Onto the table you place a sealed envelope and a 10, 20 and 50 pence piece. The spectator chooses one of the coins and the

others are discarded. The chosen coin is flipped so itlands heads or tails.

The envelope is opened, turned upside down and a folded piece of paper falls out. The spectator opens the folded paper to

reveal a prediction. You have correctly predicted the not only the chosen coin but whether it would land heads up or tails

up.

This simple routine introduces two important concepts important to mind reading and mental magic.

The first is known as magician’s choice and can used in many mentalist effects. Although the spectator appears to be

getting a free choice, they are choosing exactly the coin you want them to.

For instance, if you want them to choose the 20p piece, invite them to choose two of the three coins. If they choose the

10p and 50p,you ask them to push those to one side, leaving them with the 20p.

If they choose the 10p and 20p, ask them to push the 50p to one side. Then ask them to choose either the 10p or 20p. If

they choose the 20p, say “You chose the 20p. Then that’s the one we’ll use,“ and ask them to push to 10p to one side.

If they choose the 10p, ask them to push it one side and say, “And you’re left with the 20p. That’s the one we’ll use.”

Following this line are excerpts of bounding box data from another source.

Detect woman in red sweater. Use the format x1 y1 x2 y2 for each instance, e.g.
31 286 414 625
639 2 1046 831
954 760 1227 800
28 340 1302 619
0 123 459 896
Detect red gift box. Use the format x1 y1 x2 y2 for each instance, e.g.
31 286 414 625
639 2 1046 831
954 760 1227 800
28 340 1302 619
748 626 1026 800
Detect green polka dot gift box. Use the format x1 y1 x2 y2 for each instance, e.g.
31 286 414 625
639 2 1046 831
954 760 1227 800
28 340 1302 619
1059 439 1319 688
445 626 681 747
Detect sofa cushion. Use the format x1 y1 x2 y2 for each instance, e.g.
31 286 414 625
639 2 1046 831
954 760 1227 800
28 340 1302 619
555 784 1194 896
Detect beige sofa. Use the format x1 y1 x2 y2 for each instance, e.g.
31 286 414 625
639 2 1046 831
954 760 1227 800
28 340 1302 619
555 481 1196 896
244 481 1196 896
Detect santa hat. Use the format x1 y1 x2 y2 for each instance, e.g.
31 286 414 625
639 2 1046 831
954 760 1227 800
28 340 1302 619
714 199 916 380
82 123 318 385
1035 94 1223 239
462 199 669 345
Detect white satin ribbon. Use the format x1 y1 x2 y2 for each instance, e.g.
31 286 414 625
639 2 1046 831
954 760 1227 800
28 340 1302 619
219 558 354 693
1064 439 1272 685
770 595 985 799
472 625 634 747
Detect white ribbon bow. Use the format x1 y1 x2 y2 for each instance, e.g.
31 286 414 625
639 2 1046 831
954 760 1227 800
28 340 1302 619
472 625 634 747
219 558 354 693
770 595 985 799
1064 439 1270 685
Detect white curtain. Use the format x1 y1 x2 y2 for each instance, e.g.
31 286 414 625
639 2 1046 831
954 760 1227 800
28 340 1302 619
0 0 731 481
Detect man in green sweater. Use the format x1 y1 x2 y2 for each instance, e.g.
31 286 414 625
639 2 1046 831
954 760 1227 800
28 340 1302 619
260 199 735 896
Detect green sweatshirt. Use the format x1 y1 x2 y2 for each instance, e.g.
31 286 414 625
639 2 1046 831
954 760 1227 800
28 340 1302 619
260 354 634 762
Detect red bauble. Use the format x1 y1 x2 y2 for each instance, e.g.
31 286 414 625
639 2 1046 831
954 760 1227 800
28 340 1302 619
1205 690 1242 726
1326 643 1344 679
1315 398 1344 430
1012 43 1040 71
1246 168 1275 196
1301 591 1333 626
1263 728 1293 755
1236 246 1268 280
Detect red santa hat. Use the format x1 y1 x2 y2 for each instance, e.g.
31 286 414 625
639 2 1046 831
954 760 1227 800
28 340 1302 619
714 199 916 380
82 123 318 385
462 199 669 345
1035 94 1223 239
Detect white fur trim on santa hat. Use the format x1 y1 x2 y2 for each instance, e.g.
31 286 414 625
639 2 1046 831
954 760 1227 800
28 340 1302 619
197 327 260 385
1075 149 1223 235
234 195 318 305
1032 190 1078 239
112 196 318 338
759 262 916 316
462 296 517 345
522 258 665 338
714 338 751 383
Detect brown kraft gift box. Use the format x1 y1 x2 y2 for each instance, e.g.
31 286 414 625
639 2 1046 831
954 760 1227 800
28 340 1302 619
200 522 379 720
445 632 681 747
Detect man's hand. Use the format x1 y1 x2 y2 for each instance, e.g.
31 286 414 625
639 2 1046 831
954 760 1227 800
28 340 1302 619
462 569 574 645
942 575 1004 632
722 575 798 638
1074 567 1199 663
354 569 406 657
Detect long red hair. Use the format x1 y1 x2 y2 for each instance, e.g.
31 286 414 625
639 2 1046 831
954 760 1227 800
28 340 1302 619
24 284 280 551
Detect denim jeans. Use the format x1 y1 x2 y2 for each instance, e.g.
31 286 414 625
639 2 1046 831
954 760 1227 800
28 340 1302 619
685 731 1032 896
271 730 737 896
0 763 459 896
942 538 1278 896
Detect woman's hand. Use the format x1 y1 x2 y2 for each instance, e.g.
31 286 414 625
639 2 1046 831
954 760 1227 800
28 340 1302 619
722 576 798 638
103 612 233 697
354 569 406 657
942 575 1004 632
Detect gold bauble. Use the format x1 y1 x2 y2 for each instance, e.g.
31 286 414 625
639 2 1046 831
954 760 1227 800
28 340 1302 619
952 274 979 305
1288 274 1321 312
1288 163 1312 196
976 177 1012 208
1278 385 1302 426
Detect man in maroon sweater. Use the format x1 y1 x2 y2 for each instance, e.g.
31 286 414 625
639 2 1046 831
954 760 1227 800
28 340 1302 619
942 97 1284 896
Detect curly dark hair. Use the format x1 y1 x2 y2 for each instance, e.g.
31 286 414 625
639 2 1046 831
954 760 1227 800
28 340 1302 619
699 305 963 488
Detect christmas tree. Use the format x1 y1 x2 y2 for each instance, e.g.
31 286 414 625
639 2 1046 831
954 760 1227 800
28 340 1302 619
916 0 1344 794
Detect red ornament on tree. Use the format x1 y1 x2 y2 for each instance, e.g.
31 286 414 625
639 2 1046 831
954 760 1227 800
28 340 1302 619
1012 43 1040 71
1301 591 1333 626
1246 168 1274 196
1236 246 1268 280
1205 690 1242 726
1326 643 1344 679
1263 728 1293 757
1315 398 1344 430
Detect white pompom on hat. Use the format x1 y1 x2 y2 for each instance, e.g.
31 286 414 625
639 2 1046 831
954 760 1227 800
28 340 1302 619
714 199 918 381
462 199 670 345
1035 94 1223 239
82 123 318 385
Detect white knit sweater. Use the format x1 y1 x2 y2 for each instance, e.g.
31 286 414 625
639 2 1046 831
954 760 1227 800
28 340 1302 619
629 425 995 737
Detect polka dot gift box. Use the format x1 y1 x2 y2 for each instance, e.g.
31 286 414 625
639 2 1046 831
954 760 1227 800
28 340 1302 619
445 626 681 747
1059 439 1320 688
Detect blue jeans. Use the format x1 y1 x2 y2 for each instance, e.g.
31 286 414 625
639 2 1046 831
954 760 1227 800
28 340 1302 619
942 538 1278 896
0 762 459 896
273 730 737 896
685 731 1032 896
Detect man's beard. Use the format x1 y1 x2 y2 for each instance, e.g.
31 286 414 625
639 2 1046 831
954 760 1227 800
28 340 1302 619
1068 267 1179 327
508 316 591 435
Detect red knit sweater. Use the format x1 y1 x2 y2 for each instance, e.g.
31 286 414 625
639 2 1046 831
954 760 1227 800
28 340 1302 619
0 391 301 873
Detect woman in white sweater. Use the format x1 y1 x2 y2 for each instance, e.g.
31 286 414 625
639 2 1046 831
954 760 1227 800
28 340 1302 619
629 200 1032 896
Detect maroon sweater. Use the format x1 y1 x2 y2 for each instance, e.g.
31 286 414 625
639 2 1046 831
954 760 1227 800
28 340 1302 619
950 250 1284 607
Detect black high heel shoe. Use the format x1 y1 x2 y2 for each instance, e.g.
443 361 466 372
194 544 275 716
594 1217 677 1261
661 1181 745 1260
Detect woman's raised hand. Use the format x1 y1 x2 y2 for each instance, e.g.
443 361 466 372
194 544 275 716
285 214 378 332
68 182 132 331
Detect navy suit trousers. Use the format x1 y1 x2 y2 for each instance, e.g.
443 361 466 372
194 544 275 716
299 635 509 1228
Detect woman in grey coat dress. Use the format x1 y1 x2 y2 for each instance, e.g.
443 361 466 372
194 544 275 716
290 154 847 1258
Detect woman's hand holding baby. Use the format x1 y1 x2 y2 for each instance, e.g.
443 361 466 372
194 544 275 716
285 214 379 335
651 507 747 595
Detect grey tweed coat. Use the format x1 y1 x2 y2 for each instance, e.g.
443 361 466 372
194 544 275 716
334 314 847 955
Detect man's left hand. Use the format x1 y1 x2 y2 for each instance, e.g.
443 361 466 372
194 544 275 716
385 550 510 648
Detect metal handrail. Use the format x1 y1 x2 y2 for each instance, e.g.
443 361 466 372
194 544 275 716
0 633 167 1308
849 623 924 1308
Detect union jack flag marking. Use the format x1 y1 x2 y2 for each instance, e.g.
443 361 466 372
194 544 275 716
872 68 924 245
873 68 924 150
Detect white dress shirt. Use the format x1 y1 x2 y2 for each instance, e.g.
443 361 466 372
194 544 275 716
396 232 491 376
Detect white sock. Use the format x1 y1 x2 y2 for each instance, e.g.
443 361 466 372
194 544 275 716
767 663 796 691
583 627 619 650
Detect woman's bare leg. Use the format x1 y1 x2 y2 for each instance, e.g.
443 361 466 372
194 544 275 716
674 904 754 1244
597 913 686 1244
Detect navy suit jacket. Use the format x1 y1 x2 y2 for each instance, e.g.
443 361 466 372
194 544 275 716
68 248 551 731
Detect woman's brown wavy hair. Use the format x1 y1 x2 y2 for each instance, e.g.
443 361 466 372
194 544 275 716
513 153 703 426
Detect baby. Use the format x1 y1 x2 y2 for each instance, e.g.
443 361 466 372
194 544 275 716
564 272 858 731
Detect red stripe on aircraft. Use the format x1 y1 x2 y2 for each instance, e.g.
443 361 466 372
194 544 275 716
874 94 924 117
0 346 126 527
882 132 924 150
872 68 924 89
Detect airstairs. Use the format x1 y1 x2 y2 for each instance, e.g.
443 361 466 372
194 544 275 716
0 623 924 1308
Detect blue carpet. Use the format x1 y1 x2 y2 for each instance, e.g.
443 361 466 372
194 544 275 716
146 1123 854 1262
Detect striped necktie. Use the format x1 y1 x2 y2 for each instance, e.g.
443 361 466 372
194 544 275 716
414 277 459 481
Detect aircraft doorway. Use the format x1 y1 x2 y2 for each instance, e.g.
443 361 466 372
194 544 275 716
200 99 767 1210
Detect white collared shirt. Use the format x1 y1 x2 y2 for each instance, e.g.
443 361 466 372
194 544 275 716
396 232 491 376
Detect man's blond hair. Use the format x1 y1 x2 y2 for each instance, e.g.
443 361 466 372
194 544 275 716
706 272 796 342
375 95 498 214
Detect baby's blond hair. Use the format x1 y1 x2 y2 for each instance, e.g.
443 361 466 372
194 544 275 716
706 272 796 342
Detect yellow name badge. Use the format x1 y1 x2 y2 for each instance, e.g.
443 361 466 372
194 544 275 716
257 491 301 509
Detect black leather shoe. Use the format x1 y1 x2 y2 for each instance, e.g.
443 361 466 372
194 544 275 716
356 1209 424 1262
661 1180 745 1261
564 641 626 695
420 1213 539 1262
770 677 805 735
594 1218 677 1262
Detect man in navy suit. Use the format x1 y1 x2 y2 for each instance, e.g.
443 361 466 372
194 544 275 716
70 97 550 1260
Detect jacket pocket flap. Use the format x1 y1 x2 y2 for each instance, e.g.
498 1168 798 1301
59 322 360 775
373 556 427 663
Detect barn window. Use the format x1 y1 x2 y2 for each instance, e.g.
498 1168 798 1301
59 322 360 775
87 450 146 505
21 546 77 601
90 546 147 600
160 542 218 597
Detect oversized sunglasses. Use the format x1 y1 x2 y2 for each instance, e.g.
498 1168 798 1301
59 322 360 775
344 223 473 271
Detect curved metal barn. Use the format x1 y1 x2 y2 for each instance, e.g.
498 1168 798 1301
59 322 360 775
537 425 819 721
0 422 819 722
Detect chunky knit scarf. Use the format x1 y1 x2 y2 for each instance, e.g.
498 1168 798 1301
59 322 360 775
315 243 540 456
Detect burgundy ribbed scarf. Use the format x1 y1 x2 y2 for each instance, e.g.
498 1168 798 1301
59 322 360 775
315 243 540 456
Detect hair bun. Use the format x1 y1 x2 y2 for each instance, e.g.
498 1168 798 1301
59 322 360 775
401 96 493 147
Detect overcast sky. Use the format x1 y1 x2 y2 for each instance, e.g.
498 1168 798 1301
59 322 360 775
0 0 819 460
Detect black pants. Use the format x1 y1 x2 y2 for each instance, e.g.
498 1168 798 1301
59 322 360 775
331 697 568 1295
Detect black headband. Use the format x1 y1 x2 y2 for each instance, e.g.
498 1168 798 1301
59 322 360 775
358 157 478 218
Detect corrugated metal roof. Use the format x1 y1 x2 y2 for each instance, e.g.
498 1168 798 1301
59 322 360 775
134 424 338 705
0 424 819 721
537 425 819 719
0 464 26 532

Then ask them to flip the coin. See whether it lands heads or tails and ask them to call it out.

This is where the envelope comes in and as you’ve probably guessed by now, all is not as it seems.

This is our second important concept - multiple outs. We've already seen this used in the first effect, where two outcomes

were covered by two different predictions. Effects that use this concept have more than one way of finishing, so you need

to have all possible outcomes covered.

You will need two identical brown pay envelopes. Take one envelope and trim off about 1mm from the bottom and sides. Trim

off the flap so you are left with what used to be the front of the envelope: a rectangle of paper just slightly smaller

than the envelope.

The trimmed envelope slips inside the other envelope, creating two compartments.

You’ll also need two predictions, one that reads “You’ll choose the 20p and it will land head side up” and another that

reads the same but ending “tail side up”. Place one prediction into each compartment and stick down the flap.

When you slit open the envelope to reveal the prediction, slip your first and second fingers inside to open up the

envelope. As you do so, push the flap back or forward depending on which prediction you need to reveal. Once the flap is

in place, hold it there with your thumb and finger, then tip the envelope upside down so the appropriate folded prediction

falls out.

As the spectator is unfolding and reading the prediction, slip the envelope into your pocket.